A substrate is formed by laminating prepreg sheets on the mold, which was coated with release agent or lined with release film, and curing the molded sheets with applied pressure and heat. We employ a vacuum-bagging method for applying pressure on the laminated prepreg. In the vacuum-bagging method, both the prepregs and the mold are bagged by seal film and pressed by atmospheric pressure after they were vacuum-sealed inside the bag. The laminate was cured for 3 h at 130°C in the vacuum bag. Figure 2 shows a photograph of the CFRP flat substrate.

Fig. 2

Photograph of the carbon fiber reinforced plastic (CFRP) flat substrate.
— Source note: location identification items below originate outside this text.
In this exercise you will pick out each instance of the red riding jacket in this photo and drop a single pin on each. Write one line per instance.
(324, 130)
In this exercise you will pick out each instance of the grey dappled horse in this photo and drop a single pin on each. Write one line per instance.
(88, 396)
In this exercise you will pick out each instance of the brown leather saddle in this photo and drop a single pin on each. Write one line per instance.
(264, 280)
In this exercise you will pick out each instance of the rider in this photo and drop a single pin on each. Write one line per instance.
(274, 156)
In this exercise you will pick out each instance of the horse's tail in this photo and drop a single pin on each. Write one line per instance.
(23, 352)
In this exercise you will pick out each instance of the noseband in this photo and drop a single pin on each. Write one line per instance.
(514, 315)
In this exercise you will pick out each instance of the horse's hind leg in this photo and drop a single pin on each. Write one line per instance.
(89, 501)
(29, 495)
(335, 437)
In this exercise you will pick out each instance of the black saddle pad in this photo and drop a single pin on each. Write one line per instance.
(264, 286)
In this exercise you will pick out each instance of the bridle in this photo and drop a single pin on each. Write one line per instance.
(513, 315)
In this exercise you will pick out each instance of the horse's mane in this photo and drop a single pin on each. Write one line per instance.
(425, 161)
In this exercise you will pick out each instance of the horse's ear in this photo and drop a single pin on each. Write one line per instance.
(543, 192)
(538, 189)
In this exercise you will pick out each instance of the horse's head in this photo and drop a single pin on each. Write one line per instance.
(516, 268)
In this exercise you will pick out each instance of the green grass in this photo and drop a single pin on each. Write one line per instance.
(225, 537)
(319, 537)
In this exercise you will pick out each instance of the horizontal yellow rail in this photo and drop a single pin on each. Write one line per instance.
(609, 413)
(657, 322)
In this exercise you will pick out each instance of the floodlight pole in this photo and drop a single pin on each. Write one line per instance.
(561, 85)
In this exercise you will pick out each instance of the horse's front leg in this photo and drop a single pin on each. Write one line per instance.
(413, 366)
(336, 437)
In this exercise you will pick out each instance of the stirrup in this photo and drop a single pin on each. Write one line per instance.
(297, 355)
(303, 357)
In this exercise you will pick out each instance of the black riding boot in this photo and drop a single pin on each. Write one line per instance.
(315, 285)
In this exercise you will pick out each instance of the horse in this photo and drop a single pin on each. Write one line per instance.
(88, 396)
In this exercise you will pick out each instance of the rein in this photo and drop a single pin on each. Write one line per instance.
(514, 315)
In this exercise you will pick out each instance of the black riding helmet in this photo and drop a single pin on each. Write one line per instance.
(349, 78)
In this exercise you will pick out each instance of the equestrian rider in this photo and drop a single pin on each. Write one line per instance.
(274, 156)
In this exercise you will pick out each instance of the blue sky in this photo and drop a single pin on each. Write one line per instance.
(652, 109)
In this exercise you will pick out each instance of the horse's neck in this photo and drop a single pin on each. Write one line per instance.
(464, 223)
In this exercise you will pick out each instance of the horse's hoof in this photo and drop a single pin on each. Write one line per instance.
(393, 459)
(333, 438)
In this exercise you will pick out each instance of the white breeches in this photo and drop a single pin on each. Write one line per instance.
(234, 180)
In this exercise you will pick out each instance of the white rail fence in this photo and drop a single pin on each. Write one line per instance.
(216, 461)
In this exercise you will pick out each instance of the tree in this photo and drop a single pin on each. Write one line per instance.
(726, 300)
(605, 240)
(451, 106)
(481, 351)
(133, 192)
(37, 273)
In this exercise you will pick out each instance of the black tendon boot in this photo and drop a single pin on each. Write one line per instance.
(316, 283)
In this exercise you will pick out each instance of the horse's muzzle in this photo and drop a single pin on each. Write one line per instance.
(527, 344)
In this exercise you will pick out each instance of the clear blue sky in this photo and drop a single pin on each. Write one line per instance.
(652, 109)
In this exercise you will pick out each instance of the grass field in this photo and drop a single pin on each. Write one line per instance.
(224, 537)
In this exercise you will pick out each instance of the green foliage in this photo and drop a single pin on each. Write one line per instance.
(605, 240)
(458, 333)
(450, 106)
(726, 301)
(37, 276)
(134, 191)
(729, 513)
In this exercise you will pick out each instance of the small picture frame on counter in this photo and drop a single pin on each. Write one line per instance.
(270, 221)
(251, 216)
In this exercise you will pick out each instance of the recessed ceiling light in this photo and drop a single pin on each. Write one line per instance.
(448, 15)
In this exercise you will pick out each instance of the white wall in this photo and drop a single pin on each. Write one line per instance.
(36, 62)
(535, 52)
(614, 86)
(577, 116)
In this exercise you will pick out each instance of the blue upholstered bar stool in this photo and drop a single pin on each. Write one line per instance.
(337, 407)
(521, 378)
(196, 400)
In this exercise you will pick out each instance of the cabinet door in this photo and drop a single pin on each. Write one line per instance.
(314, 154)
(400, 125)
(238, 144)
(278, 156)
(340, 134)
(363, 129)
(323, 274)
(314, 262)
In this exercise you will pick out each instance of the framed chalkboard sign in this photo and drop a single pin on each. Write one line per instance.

We measured the surface profiles of the flat substrate using laser microscopy measurements with OLS4000, which was developed by Olympus Co. Ltd. The surface profiles along the measured lines in Fig. 3 were scanned by the $10 \times$ objective lens and evaluated by large-scale waviness, which was low-pass filtered with a cutoff wavelength of $8000 μ m$ . The best sample of flat substrates was fabricated using the release film on the mold. The RMS values of the surface waviness of the sample at 0 and 90 deg were 1.0 and $1.1 μ m$ , respectively, and the peak-to-valley heights were 3.4 and $4.0 μ m$ , respectively (Fig. 4). The figure requirement of the waviness of the CFRP substrate is RMS of $2 μ m$ , which is estimated for successfully forming the reflection surface onto the CFRP substrate using the replication method. The RMS values of the sample achieved this figure requirement and a comparable level with the RMS of the float-glass mold.

Fig. 3

Schematic view of the flat substrate sample and measuring line.

Fig. 4

Surface waviness of the flat substrate sample. The dashed line is the surface waviness with a cutoff wavelength of $8000 μ m$ at the center-line that is parallel to 0 deg, and the dotted line is the waviness of center-line parallel to 90 deg.

3. Moisture Absorption

3.1.

Accelerated Moisture Absorption Test

We performed accelerated moisture absorption tests on the CFRP flat substrate. We manufactured a flat substrate sample for the tests using an 8-ply quasi-isotropic lamination of $[0 / 45 / - 45 / 90] s$ with a size of $100 \times 100 {mm}^{2}$ . The average thickness of the sample after curing was $\sim 0.38 mm$ . The sample was dried in a thermal vacuum environment for 72 h at 60°C until the start of the moisture absorption test. The weight of the sample in the dried condition was 6.374 g [ $= W_{d}$ in Eq. (1)]. We performed the drying-moist cycles using three different environments: 60°C and at relative humidity (RH) of 100%, 80°C and at RH of 100%, and in the laboratory environment at 18°C and at an RH of 37% on average. The sample was exposed to a moist environment in a closed container during the test. In the container, the sample was mounted above the surface of a pool of deionized water. The container was placed in an isothermal oven, then the inside of the container was conditioned to RH of 100% and constant temperature. The weight of the sample was measured by an electric scale with a minimum measuring range of 1 mg. The error of the weight measurement was $\sim 2 mg$ , which was caused by a fluctuation of the laboratory environment and measurement drift of the scale over time. When the sample was removed from the container for the weight measurement, the sample had moisture on the surface. We wiped the moisture and waited a few minutes for the sample to cool to laboratory temperature. The moisture content of the sample is estimated using the following equation:

Eq. (1)

M = \frac{W_{w} - W_{d}}{W_{d}} \times 100,

where

M

is the percentage of the moisture content and

W_{w}

is the weight of the wet sample. Figure 5 shows the time profiles of the moisture content in the three environments.

Fig. 5

Time profiles of the moisture content of the CFRP substrate in the accelerated moisture absorption aging test. Black points represent the environment at 60°C with relative humidity (RH) of 100%, red points represent 80°C with RH of 100%, and green points represent the laboratory environment. The dashed lines are the fitting results using Fick’s law [Eq. (2)].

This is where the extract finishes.